中日には木下拓哉という捕手もいて、表記は木下雄、木下拓となる。投げるのも木下なら、受けるのも木下という場面もあり、結構面白いと思ったものだ。それで出来の悪い私の頭にも、木下雄介という投手がいることがしっかりインプットされた。昨年シーズン後半に一軍登録され、18試合登板。0勝0敗1セーブ。球に力のある投手なので成長すればセットアッパーとしてリードしている6、7回や、ビハインドでも僅差で逆転の可能性ある試合で使えるのでは?と注目していた。今は日本ハムから移籍してきたベテランの谷元がその役割だが、彼の場合は、2アウトまで漕ぎつけたものの、先発が力尽きたもしくはセットアッパーが不調でランナーを溜めてしまったとき、「火消し」として打者一人だけに使われることが多い。できればもう一人、イニングのはじめから1回投げ切れる投手が欲しいと思ったのだが、その役割を期待された橋本や藤嶋が今ひとつ。木下雄は今年のオープン戦で右肩脱臼という大きな故障に見舞われ、それを知ったときは使える駒が減って痛いと思ったが、故障がなければ谷元とともに、競った試合を壊さない頼もしい壁になってくれたかもしれないし、今年不安定な福や祖父江に替わるセットアッパーとして、マルティネスが不在の間は8回木下雄、9回又吉というリレーもあったかもしれない。

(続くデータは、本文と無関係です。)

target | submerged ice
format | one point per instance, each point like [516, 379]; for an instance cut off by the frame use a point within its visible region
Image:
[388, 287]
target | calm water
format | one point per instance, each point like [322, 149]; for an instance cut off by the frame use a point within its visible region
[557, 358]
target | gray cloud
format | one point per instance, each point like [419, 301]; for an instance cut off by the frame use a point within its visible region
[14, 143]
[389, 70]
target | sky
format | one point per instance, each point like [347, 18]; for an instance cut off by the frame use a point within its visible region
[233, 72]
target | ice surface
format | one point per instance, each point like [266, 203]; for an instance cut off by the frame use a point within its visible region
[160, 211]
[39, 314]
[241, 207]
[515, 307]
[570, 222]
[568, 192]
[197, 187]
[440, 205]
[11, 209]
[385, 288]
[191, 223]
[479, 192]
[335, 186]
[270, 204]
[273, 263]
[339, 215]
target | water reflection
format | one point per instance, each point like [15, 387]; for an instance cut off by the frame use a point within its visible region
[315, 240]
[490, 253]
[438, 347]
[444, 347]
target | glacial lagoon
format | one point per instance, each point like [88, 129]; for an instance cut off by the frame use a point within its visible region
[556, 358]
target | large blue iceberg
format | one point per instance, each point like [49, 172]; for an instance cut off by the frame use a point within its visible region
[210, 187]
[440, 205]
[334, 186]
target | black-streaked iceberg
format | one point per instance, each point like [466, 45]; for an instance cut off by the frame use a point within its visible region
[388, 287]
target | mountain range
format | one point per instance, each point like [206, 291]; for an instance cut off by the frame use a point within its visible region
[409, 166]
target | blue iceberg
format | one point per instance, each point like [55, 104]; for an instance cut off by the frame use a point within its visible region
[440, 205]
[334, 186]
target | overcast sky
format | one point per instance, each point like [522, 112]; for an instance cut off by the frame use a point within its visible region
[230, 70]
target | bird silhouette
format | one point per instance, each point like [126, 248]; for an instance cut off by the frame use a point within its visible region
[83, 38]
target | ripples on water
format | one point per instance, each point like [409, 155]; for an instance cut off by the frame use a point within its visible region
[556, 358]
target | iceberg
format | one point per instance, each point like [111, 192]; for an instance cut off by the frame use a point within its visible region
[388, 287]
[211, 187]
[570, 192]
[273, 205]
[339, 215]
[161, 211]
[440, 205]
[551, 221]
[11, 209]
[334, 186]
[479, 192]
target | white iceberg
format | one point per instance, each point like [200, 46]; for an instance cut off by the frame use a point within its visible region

故障もあって大学を1年で中退し、一度は野球の道を諦めかけたものの、四国アイアンリーグへ。そこから育成で中日に入団。彼が成功すれば、独立リーグの存在価値が更に高まることにも繋がった。

 

私は最近、結構人の死について敏感になっている。今年4月に逝去したトランペット奏者の数原晋。「必殺仕事人」の「仕事」をするときのテーマ曲が有名だが、私の中では80年代のJ-POPの中でトランペットといえばまず数原晋だった。3月に世を去ったときブログで触れたドラマーの村上秀一、6月に逝去したサックス奏者の土岐英史……そういう私が若いときに最前線で活躍し、ライブで興奮させてくれたミュージシャンたちの訃報に接したとき、死へと向かっていくベルトコンベアーのような時の流れを噛みしめざるを得ない。どうしても昔―私が若かった頃を振り返ってしまう。それは畢竟老いていく自分を直視することになり、別の意味でも辛くなるのだが。ベルトコンベアーだから順番であり、今はまだ存命である好きなミュージシャンたちも時を経る毎に何人かづつ世を去り、誰もいなくなった頃に、おそらく自分なんだな、と。ところが若い人の死は、ベルトコンベアーで自分よりずっと後ろにいる人が、突然いなくなってしまうのだ。感傷よりもその理不尽さにまず戸惑ってしまう。

改めて木下雄の生涯を追うと、水野翔と重なってしまう。水野は24歳。木下同様道程は決して順調だったとはいえない。2020年、八百長問題でトップジョッキーの佐藤友則が追放され、笠松のトップジョッキー候補として期待された。2021年、いよいよというときに八百長問題が拡大。

そこから先については、NARや笠松競馬、そして水野に言いたいことは山ほどあれど、先述したようにはっきりしたことは、現在水野が笠松競馬の騎手として存在していないということだけ。私が信用できる人脈からの情報はまだ何もなく、あるのはネットの、その中でもアングラなところで流布されている怪しい憶測ばかり。だからまだ何も記すことはできない。

もう一度だけ繰り返すが、水野翔という騎手が笠松競馬に存在していた事実を消し去るような真似だけは絶対にやめて欲しい。